On the question of whether FBB had been made whole - a prerequisite for an insurer to exercise subrogation rights under the equitable made-whole doctrine - the court found that FBB had been made whole through the contract damages and the roughly $820,000 portion of the fee award representing fees FBB had paid out of its own pocket. The $3.91 million that Lexington paid was not part of FBB's own recovery.

The court imposed a constructive trust on the $3.91 million held by GAIC, ordering it to convey those funds to Lexington. Allowing GAIC to keep the money, the court reasoned, would amount to unjust enrichment.

Both sides had also accused each other of tortious interference with contract. Neither claim survived. The court found that Lexington was justified in asserting its claim to the fee award given its contractual and legal rights.
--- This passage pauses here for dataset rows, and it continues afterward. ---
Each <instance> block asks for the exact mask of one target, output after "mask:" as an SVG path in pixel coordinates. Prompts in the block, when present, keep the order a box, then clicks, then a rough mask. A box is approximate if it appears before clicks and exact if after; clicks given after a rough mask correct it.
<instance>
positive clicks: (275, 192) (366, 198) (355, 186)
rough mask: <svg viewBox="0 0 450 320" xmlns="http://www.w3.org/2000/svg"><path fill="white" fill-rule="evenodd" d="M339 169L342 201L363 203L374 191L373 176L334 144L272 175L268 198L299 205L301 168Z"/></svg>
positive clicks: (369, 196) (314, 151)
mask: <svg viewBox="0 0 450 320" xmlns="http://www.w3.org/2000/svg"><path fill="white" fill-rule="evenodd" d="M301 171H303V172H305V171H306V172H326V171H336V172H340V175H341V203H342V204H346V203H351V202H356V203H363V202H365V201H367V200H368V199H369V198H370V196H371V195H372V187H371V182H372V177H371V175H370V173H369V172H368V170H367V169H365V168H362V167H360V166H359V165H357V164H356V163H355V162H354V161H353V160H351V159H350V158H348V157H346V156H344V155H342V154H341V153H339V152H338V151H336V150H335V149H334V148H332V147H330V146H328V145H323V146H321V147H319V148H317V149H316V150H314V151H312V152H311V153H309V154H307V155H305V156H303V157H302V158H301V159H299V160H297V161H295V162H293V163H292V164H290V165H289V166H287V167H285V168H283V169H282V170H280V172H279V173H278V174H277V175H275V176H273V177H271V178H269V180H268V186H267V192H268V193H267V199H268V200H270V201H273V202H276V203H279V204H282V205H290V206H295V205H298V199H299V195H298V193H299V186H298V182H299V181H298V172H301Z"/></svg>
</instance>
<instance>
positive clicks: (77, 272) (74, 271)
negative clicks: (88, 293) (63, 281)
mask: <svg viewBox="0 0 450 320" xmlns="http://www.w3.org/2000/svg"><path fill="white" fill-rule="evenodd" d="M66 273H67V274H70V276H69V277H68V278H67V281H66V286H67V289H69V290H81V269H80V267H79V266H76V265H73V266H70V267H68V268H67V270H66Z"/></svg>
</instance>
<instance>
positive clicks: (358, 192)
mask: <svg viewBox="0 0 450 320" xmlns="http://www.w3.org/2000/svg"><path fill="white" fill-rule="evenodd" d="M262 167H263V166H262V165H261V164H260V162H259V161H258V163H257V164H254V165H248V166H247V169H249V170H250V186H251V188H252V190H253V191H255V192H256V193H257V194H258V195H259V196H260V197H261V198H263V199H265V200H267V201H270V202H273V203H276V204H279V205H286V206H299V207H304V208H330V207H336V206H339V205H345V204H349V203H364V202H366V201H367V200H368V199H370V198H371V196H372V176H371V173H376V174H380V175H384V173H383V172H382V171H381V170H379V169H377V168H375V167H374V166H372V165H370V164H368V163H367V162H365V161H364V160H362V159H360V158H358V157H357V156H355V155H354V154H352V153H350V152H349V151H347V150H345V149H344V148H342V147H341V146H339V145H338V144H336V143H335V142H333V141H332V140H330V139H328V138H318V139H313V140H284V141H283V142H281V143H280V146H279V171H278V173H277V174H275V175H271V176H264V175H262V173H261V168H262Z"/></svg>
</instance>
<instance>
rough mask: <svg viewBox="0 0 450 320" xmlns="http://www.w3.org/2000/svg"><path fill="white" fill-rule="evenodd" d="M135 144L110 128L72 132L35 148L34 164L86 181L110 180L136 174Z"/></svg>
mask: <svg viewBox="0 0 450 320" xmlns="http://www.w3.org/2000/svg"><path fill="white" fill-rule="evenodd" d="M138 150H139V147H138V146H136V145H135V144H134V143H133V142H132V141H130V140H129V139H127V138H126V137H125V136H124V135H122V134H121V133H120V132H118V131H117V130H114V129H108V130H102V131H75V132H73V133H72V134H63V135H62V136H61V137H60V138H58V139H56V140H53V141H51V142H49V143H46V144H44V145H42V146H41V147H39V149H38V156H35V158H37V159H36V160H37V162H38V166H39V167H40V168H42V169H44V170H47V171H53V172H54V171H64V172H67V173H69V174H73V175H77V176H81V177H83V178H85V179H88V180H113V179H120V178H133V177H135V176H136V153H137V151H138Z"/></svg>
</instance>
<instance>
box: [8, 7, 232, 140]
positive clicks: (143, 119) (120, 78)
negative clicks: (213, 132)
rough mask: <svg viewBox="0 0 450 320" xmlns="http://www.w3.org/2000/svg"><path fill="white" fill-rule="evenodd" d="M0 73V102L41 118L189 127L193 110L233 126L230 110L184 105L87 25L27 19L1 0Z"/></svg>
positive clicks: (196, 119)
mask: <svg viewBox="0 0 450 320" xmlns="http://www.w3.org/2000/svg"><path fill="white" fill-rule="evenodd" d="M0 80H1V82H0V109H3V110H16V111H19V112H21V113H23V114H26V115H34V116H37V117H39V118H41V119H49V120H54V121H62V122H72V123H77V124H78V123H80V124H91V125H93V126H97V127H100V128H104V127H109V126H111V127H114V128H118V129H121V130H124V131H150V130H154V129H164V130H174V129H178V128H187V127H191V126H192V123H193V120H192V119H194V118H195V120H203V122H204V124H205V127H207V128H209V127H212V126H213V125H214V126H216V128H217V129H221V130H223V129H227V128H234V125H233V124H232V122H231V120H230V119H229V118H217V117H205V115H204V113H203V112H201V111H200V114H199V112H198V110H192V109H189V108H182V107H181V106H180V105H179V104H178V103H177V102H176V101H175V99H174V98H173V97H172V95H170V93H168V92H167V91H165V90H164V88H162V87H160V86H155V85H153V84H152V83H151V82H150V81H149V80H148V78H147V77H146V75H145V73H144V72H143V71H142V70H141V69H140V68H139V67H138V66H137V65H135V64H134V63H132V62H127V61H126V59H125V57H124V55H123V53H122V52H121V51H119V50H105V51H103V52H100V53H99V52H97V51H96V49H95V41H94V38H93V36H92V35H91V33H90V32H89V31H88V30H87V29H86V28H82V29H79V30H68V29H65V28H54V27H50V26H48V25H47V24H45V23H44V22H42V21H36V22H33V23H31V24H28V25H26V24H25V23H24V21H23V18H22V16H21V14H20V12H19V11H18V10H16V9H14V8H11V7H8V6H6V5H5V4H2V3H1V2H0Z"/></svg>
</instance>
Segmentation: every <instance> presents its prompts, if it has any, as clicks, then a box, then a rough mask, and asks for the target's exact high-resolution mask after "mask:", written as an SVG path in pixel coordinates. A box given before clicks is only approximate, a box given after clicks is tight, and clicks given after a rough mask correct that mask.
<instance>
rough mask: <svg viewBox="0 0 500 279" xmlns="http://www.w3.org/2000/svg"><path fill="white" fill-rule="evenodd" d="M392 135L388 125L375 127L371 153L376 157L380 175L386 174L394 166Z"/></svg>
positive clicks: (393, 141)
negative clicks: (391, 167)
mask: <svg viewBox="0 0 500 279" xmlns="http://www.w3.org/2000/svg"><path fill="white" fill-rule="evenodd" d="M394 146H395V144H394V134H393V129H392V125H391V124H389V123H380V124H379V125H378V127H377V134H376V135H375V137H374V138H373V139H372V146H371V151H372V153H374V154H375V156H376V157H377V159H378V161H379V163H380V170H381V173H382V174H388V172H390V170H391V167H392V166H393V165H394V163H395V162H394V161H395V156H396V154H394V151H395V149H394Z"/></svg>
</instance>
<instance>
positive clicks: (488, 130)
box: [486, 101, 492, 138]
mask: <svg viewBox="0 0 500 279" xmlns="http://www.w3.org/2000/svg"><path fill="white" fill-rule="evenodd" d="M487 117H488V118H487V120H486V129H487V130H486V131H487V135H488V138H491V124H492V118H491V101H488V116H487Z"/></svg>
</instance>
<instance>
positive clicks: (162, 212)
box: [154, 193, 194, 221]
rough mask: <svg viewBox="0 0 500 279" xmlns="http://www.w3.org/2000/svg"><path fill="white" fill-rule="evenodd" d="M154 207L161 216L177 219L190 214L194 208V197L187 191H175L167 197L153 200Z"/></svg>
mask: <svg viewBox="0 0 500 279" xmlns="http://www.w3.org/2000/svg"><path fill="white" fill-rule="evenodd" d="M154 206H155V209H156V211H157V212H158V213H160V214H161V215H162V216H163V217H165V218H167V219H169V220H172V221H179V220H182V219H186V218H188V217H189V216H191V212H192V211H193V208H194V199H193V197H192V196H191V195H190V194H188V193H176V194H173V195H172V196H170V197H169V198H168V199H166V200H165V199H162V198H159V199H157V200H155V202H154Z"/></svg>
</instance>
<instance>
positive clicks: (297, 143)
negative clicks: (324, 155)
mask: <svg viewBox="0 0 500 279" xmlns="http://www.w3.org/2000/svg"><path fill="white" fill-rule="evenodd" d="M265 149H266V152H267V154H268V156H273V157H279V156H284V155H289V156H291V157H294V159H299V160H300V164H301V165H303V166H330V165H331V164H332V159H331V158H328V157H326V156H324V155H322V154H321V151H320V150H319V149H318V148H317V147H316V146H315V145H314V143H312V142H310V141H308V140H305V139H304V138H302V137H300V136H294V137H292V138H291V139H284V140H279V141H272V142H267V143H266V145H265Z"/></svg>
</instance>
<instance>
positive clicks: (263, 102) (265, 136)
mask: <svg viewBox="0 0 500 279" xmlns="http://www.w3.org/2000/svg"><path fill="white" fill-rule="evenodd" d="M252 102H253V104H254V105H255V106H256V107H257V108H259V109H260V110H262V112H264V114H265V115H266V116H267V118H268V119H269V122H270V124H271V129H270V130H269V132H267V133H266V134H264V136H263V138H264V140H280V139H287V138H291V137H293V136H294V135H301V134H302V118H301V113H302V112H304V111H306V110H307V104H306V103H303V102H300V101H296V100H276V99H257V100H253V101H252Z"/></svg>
It also found that GAIC was justified in asserting its own rights given the genuine complexity of the legal questions involved - a tacit acknowledgment that this was a legitimately difficult case, not a frivolous power grab by either side.

Lexington had also asked for prejudgment interest, but the court deferred that question for further briefing, with a schedule running through mid-May 2026. Final judgment has not yet been entered.

The case is worth watching for anyone in the surety or liability insurance space. The core takeaway is that when an insurer pays for a defense and those costs are later awarded back in litigation or arbitration, the insurer - not the insured, and not the insured's surety - may be treated as the real party in interest to those funds, regardless of any competing security interests. That has practical implications for how sureties and insurers structure their agreements and for how they approach recovery when their interests overlap on the same project.

A separate dispute between FBB and Lexington over whether the $1.56 million in liquidated damages is covered by the insurance policies remains pending in federal litigation in Florida, currently stayed for arbitration.